Lembre-se do famoso quadro de Ingres, “A Apoteose de Homero”: entre os gênios poéticos, antigos e modernos, que cercam o Pai da Poesia, você verá, à esquerda, uma mulherzinha vestida de preto olhando para o espectador da tela. É Safo de Lesbos.
Safo é, além da sua poesia maravilhosa, um maravilhoso mito.
Safo é uma reverberação de imagens.

6) Recentemente, você ganhou o prêmio Jabuti de melhor tradução para Hipólito e Fedra – três Tragédias. Qual sua perspectiva sobre tradução? Para traduzir poesia é preciso ser poeta?

R. O prêmio me surpreendeu, pois a fantasia de ser um tradutor jamais figurou nos meus projetos acadêmicos: meus “exercícios de tradução” finalmente publicados sob seu nome – versões e ou variações em torno de Safo, Mallarmé, Baudelaire; de Eurípides, Sêneca e Racine –, nasceram de uma pergunta, de inquietações, de um devaneio que começaram sempre a pulsar em torno de uma palavra ou verso, ou de um conceito, abrindo, assim, um horizonte de escrita – o da inventio, isto é, descoberta. (Deveria desenvolver e explicar, aqui, esse paradoxo. Infelizmente, não consegui fazê-lo de forma satisfatória).

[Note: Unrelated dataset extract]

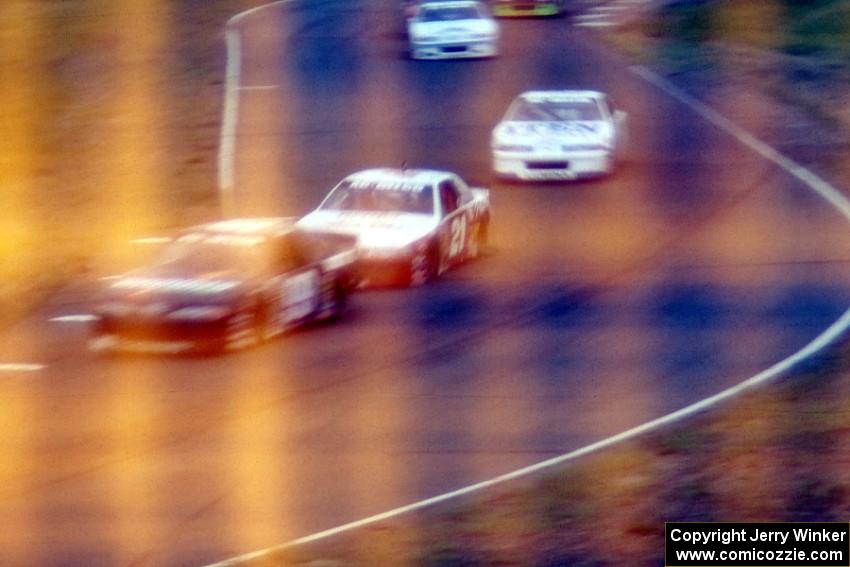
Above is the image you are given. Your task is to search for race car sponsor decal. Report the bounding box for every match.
[112,277,239,293]
[350,179,426,192]
[449,214,466,258]
[506,121,601,136]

Em relação à linguagem, o meu ethos é, pois, o do ensaísta e ou ficcionista. Ou o da mistura – no sentido dado ao termo pelos estóicos – desses dois personagens.

Ao aproximar-me do mito de Hipólito e Fedra em suas versões grega, latina e francesa interessavam-me sobretudo as linhas de fuga que desses textos conduziam a três momentos e espaços de capital importância na cultura ocidental: a Atenas do século V a.C., a Roma imperial, a França de Luís XIV. O trabalho concentrou-se inicialmente no texto da Phaedra senequiana, escrito por um dramaturgo que era, também, filósofo, e de linhagem estóica.

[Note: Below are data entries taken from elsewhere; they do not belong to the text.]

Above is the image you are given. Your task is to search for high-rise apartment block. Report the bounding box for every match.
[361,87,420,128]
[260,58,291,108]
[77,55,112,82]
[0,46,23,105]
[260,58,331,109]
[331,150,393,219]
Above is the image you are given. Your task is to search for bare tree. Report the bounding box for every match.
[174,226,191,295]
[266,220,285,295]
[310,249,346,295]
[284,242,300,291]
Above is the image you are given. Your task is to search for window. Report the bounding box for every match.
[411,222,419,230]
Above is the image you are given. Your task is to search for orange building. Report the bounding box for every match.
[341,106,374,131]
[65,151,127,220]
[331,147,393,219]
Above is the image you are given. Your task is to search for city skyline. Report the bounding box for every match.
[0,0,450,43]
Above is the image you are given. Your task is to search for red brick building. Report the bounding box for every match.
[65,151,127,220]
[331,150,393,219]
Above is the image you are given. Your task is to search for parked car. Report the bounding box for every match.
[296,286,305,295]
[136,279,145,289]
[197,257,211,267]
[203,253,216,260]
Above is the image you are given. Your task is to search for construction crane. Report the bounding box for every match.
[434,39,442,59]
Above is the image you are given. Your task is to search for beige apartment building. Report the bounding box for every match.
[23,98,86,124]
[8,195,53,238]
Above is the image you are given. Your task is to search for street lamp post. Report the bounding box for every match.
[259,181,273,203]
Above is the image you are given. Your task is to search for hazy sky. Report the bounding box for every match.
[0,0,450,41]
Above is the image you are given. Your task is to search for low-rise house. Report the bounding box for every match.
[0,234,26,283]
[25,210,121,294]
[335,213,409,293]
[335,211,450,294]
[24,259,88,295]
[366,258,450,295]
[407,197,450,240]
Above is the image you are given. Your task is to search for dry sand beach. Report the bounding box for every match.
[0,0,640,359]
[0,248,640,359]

Mas, como interpretar os problemas colocados pelo texto em sua língua de origem, sem traduzi-lo, e como traduzi-lo sem proceder-lhe à exegese? E como entrar no território complicado do comentário, sem articular o texto senequiano com o de Eurípides, dramaturgo acusado, por seus inimigos (ontem e hoje), de “filosofar” no palco? E como estudar a um e outro sem traduzir e comentar o Hipólito grego? Montava-se, assim, uma pequena armadilha que conduziria o tradutor a três tragédias antigas presas na trama da intertextualidade, como numa grinalda de flores (permita-me usar aqui uma tópica de tonalidade “alexandrina”).

(Parênteses a partir de um comentário de Benjamin: “Sabe-se que um comentário é algo diverso de uma apreciação moderada, que distribui luzes e sombras. O comentário parte da classicidade de seu texto e, com isso, de um preconceito. O que o diferencia, além disso, de uma apreciação é o fato de que ele concerne unicamente à beleza e ao conteúdo do seu texto”.)


7) Fale um pouco sobre seu livro A musa adolescente e sobre a tradução dos epigramas da antologia palatina.

R. Esse livro, que não sei se é um romance, passou por cinco versões, nas quais tentei acertar algumas contas comigo mesmo, com a tentação do epigrama, com a poesia, e com “as coisas dos amor” ou aphrodísia. É uma espécie de exorcismo. Um livro do qual saí transformado: só muito mais tarde, relendo A Musa Adolescente, compreendi que nele a linguagem havia dado conta, malgré moi, de umas hantises minhas. .

8) Você pretende ainda publicar esses epigramas? Qual a importância da antologia palatina para a lírica contemporânea?

R. Talvez...
A Antologia Palatina marcou toda a lírica do Ocidente, a partir da redescoberta do seu manuscirto na biblioteca do Eleitor Palatino. Você deve se lembrar de que Pessoa traduziu, do inglês, alguns de seus epigramas.